Meditation comes in many guises. It doesn’t mean you have to hoist your legs into the lotus position and chant. It can simply mean sitting and thinking; no sound, no company. Others believe a more natural way of living and eating and overall being necessitates a return to Nature itself, the being out of doors en plein air and enjoying all the physical and mental benefits a hike affords, whether the sun is shining or not. For the rest, there are some schools of thought for guidance:
The act of simply being fully present with your thoughts, in a dispassionate manner.

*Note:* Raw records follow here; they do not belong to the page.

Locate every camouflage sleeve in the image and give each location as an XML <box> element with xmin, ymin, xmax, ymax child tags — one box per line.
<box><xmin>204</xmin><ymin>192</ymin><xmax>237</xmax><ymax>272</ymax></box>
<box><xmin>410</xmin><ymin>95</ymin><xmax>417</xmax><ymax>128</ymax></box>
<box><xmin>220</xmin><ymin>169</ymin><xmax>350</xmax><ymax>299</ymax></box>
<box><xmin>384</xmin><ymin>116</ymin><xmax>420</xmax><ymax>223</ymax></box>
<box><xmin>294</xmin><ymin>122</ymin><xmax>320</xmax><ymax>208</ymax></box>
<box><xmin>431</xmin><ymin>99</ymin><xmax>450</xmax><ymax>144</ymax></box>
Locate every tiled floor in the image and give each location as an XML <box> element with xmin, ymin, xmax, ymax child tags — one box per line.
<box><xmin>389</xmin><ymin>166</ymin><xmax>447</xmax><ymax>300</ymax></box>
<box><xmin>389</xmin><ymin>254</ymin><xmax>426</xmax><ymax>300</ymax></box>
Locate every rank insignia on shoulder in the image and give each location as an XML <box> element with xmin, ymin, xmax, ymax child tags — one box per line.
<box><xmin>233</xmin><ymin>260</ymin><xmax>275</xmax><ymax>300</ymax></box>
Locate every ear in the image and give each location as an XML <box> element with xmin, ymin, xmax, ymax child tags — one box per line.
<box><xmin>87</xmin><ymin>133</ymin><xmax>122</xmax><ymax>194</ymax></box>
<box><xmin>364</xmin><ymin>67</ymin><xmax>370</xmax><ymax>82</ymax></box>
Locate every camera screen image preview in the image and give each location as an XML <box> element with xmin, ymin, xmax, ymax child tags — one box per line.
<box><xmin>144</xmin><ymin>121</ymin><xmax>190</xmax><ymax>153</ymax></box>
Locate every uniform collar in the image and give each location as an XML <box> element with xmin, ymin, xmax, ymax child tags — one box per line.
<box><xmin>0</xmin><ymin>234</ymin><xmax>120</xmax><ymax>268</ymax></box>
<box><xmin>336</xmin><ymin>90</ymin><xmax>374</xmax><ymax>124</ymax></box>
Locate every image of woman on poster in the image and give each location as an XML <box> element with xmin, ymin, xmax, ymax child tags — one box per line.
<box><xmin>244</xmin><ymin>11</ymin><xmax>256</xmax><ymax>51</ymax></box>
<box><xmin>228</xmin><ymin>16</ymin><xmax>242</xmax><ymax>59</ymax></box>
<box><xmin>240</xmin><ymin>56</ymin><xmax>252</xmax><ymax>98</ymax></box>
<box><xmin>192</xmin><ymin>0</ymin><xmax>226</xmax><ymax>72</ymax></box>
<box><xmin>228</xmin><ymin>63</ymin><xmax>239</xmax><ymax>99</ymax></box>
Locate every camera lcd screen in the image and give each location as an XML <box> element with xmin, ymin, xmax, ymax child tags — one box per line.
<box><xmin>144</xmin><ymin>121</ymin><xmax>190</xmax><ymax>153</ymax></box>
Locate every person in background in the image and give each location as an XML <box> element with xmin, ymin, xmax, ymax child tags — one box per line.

Think you’re too busy to meditate because of the lengthy commute or the list of chores your other (better) half keeps nagging you to complete, and that there’s the dog that needs walking in the rain? Good news: you can spend the time meditating within your, er, mind while undertaking these other actions. Just don’t judge yourself.
This one takes a bit more commitment, but no one said achieving inner peace was a walk in the park (or perhaps they did…). You assign yourself a mantra (of words, of sounds, of a phrase) and repeat it over and over in a certain way. Done twice a day for no shorter a period than 20 minutes a session, remember to find a position in which you can sit comfortably and not focus on the pain in your left ankle; or that injury in your knee decades ago which you really should have gotten checked out (perhaps you should call Dr Jones after all…).
Quite literally meditation as guided or led by a teacher, the process involves visualisation of images and/or situations which infer a feeling of relaxation. What is suggested by the mental constructs is multisensory, involving scent, sound, and touch. The possibilities are endless…
One of the older schools of meditation, vispassana translates as “to see things as they really are” and dates back over 2,500 years. A deep connection between mind and body is sought so as to achieve ‘self-transformation through self-observation’. Simple, right? Perhaps note also that abstention from a long list of things is crucial for success, almost to the point of ascetism. Your call.
Otherwise known as ‘loving kindness’ meditation, one is meant to direct well-wishes towards another. Deep breathing gets you to a place of open caring, followed by the mantra, “May I be happy. May I be well. May I be safe. May I be peaceful and at ease.” (You have to love yourself as well, you know.) However, this is afterwards altered, while visualising the intended recipient of the well-wishes to come, replacing ‘I’ with ‘you’ when repeating the mantra. Adapt for as many people as necessary and then close with the words, “May all everywhere by happy.” Sweet.
A crossover with certain yoga practices (kundalini, for one), chakra meditation is all about energy centres. Each chakra (literally, ‘wheel’) determines a certain part of the body and/or spiritual connective point. There are seven in total and each has a particular colour associated with it, which helps when visualising the chakra. As with everything, it seems, the goal is balance and well-being. Incense and crystals have been reported to help with this type of meditation. Indeed, the choice of either can be linked to the chakric focus in a session.
There are multiple schools of yoga. From hatha, to ashtanga, to vinyasa, to kundalini – the list is seemingly endless. Nonetheless, what they all include is (a) the asanas or physical postures, (b) pranayama (or breathing exercises), and only then (c) Dhyana, a meditative section (some at the start, some at the end, and some of course at both the beginning and the finish).
The benefits of developing a yogic practice are likewise numerous and include an alleviation of symptoms in IBS suffers, as well as improved mental health (and the usual positive exercise accoutrements of stamina, et al). Fundamentally, however, its focus is the spine: a flexible, healthy spine makes for a youthful, workable body – and, by extension, mind.